Scatter plots and Density Plot

Scatter and Density Plots
Hello everyone, I am trying to visualize power plant dataset and I would like some feedback.

First and foremost, the visualization was created with ggplot2 in R. I separated the primary fuels of each power plant into “Green” and “Non Green” in order to do a binary classification and I kept only years after 1950 as the others contained excessive noise within. The top two scatter plots shows the correlation of Estimated Generated power regarding to Capacity in Mw of each power plant in a scatter plot and I attached a linear model with each respective confidence intervals (95%). The bottom density graph shows the distribution of the two type of sources among years (1950 - 2020).

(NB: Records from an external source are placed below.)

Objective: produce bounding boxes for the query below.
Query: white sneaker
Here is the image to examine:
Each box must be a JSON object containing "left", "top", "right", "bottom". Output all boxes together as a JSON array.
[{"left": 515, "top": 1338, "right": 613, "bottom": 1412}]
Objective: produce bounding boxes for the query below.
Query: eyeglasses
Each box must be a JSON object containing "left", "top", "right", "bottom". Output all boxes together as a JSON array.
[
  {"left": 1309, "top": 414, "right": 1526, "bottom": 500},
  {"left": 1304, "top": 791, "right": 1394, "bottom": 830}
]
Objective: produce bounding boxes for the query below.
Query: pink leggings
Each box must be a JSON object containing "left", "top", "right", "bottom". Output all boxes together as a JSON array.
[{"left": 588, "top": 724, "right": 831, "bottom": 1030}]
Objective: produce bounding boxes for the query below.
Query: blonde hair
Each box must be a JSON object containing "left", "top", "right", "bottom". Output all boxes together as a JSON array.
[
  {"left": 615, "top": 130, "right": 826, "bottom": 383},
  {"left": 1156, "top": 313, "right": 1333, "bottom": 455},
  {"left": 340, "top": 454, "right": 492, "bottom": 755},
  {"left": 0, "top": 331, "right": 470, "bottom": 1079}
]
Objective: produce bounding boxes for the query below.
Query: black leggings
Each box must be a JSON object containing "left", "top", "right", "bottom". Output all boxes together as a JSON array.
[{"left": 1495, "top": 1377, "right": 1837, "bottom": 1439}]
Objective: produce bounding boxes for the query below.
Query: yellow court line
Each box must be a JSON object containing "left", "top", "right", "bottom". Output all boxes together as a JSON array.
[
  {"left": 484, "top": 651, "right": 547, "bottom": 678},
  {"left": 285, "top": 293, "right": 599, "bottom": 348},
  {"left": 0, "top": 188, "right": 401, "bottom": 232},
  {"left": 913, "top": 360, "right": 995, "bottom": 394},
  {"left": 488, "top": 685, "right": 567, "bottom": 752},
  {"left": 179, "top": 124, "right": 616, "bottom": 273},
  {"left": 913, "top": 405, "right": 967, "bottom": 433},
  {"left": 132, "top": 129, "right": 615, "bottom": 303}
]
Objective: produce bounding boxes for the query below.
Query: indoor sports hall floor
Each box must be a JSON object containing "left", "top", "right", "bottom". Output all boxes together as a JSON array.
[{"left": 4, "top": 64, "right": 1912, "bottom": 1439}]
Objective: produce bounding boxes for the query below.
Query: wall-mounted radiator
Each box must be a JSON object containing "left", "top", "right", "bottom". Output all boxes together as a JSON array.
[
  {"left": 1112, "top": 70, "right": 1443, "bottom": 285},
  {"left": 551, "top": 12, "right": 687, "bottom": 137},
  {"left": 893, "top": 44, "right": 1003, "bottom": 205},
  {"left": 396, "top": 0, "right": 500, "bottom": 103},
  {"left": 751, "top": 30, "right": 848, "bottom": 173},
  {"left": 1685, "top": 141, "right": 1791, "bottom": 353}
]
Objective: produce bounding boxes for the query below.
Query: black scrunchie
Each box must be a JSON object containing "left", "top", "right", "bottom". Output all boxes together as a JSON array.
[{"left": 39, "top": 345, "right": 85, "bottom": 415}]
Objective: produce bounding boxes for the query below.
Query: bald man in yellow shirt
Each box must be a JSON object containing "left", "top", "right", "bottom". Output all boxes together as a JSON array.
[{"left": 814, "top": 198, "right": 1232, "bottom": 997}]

Source of dataset: http://datasets.wri.org/dataset/globalpowerplantdatabase

Thus, my main questions are:

  • Do you think this visualization is efficient?
  • I found statistical significance over the models, should I include the p-values and slope as well?
  • Does the colour correspond to the “Green” - “Non Green” classification? or is it irrelevant?


Any other comments are very welcomed.

Thanks in advance,

Thomas

Hello Thomas. I think this is an effective visualisation overall as you are maximising the information by breaking it down into different components. The choice of colours I believe is also appropriate to convey the contrast between green and non green. Since the aim of the visualisation is focused on the capacity vs generated power in 2015, my only observation is related to the bottom density graph and how relevant it is to the two scatterplots which focuses on 2015.